4 Min Read


Lindisfarne became an incubator used by Aidan for the sole purpose of reproducing the work done at Iona within the boundaries of the Heptarchy. He worked hard to build the work there and his labors yielded amazing fruit. Who was Aidan? Why did he settle on Lindisfarne and what kind of work did he do there?

We begin our journey at a time when England was a heptarchy, seven Anglo-Saxon kingdoms ruled by their own monarchies. These kingdoms, though surrounded by the Christian nations of Wales, Scotland, and Ireland, were pagan, having no knowledge of God or His word.

The Heptarchy was made up of the kingdoms of  East Anglia, Essex, Sussex, Wessex, Kent, Mercia, and Northumbria. King Oswald of Northumbria spent a period of time seeking refuge at Iona and this had a significant spiritual impact on his life. When he returned home he longed to see his people have the same experience and in 634 AD he sent a message to Iona requesting the help of a missionary to evangelize Northumbria.

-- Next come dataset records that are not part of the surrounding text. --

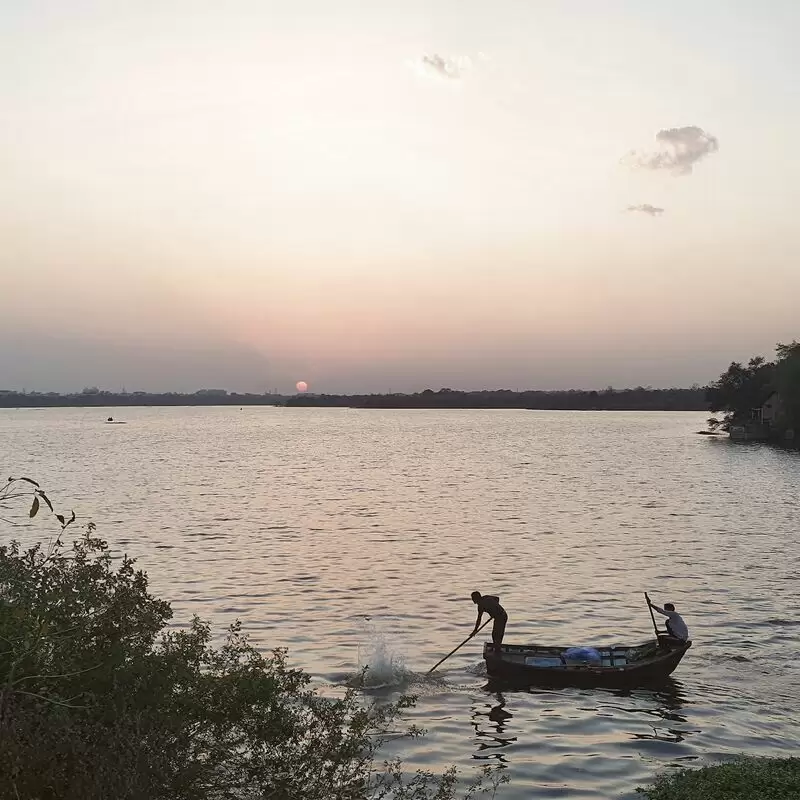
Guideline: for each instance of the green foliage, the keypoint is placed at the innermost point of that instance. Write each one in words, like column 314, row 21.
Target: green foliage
column 740, row 389
column 99, row 700
column 745, row 779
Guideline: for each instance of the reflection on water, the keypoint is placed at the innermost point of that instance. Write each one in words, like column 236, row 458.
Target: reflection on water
column 304, row 522
column 490, row 722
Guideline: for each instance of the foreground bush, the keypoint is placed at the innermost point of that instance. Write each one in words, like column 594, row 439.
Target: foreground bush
column 99, row 701
column 745, row 779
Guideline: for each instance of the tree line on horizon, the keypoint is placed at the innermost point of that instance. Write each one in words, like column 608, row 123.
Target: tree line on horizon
column 636, row 399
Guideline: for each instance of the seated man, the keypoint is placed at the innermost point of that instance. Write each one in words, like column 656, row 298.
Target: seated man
column 676, row 627
column 490, row 604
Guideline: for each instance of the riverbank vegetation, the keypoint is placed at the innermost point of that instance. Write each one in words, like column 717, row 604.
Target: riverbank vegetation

Iona had at this time developed into a renowned university and the man they deployed in answer to Oswald’s call was Aidan.  Aidan was an even-keeled man who didn’t swing too widely in any particular direction but managed to walk the middle ground of a balanced character. Fervent, devoted, diligent and possessing the same kind of intense energy as his mentor Columba, Aidan was a missionary at heart. He was a man who not only loved the ideology of biblical truth but also understood how to convert that ideology into practical reality. He was a passionate advocate for welfare and social justice, spending a lot of his time helping the poor and the enslaved.

Aidan was also a man who loved to pray and he spent many hours alone talking to God, drawing on Him for strength and wisdom for the tasks at hand. His life and example exerted a telling and transformative influence on the lives of those around him and in many ways was one of the most powerful sermons he ever preached.

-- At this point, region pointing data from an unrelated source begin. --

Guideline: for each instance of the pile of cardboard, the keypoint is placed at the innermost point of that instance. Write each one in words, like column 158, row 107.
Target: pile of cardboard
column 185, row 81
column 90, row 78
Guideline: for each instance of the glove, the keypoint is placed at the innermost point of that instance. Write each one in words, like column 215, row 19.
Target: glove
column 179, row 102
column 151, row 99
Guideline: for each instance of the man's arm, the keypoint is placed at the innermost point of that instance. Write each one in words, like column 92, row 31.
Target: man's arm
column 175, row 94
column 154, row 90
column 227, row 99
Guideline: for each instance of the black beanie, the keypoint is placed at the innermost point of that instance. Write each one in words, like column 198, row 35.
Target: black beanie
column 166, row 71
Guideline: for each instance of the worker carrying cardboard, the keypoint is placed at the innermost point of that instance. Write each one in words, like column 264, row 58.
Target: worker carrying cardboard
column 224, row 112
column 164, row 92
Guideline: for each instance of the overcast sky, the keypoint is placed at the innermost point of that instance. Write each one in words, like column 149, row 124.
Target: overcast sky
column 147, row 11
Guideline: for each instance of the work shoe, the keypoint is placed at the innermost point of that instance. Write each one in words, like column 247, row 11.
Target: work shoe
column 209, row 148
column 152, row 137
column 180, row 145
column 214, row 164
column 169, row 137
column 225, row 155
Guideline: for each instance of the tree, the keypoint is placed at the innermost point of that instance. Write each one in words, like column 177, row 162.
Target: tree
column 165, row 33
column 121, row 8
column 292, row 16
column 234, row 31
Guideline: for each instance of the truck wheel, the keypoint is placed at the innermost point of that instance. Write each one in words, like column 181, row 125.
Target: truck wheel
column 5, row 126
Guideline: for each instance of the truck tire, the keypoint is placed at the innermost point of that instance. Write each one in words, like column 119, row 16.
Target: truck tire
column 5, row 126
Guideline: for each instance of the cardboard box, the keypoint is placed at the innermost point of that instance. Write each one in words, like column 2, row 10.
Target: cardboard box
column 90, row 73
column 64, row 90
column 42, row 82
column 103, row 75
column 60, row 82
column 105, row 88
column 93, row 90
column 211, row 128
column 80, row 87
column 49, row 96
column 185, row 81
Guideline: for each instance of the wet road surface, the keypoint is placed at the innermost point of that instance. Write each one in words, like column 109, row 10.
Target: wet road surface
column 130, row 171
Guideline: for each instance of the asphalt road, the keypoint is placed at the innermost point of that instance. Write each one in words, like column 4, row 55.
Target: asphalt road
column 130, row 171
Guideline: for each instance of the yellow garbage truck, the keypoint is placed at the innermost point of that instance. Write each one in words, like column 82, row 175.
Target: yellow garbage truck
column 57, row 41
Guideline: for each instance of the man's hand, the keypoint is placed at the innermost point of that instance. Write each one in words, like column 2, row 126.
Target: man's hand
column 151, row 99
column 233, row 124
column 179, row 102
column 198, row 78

When Aidan arrived in Northumbria, King Oswald gave him the small British island of Lindisfarne as a home base for his work and here he began his work in earnest. Using Iona as a model, he set up a center for missionary education, focused on spreading the gospel among the pagan, barbaric tribes of the Saxons. God blessed his efforts and soon the truth began to spread from Lindisfarne, through Northumbria and into the other kingdoms of the Heptarchy as well.

He also set up training centers at Whitby within the Kingdom of Northumbria and at Melrose in Scotland. As his work drew to a close, he passed the torch to Finan, who did an immense work in the kingdoms of Mercia and Essex. Finan set up a training school in Tillberry in Essex, and from here the beams of truth swept powerfully over the rambling and rugged landscape of central England.

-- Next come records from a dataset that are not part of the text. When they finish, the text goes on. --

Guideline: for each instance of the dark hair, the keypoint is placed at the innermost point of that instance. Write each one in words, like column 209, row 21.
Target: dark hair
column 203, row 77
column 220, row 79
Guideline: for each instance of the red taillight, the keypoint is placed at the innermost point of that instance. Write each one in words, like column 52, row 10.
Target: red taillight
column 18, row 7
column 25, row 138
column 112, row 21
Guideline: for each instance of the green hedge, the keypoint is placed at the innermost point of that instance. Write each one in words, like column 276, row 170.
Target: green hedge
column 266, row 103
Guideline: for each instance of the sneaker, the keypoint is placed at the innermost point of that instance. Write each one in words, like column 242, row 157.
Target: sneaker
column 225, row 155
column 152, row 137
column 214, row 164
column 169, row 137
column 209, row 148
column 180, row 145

Finan was succeeded by Coleman and in 30 years these three men spread the truth throughout England. There was nothing loud or ostentatious about them; they were simple, humble and honest, yet their impact was nuclear in its reach and ramifications. The secret of their influence lay in their faithfulness to God’s calling for their lives, regardless of what that calling entailed.

There is power in faithfully serving God where he has placed us, in our local churches, local communities and other spheres of influence. Making an impact doesn’t require us to walk on water, wage warfare or wax eloquent in speech. Making an impact can often come quietly, unexpectedly and in the subdued avenues of unfaltering faithfulness to God in the humblest place.

Where has God placed you? What is the measure of your faithfulness there?